The Obama administration considers these decisions, among others, to be matters of policy, ultimately requiring political will that Iran must demonstrate before talks continue on a technical level toward a hard deadline of June 30.



But Tehran disagrees, and on Thursday continued to insist on a single-step agreement that codifies all tenets of a deal.

"We are working on setting parameters of the issues that will lead to drafting the final deal by end of June," Iranian Foreign Minister Mohammad Javad Zarif told local reporters.

Thus, argument over the very nature of an agreement has become a negotiation in and of itself. One senior Iranian official here told local press to expect a mere press release produced from Lausanne, far short of the standard set by Washington and other international powers.

The White House says US President Barack Obama is willing to walk away from the talks.

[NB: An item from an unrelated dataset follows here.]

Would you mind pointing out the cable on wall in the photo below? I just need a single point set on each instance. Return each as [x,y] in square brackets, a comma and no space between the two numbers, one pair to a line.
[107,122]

But neither side wants the blame that invariably comes from doing so.

"The international community would, understandably, hold Iran accountable" should negotiations fail, White House Press Secretary Josh Earnest told reporters on Wednesday.

Diplomats from the United States, Britain, France, Russia, China and Germany worked straight through a self-imposed deadline on Tuesday night in its talks with the Islamic Republic. Those powers, known formally as the P5+1, aim to cap, restrict, monitor and partially roll back Iran's nuclear work for a finite period.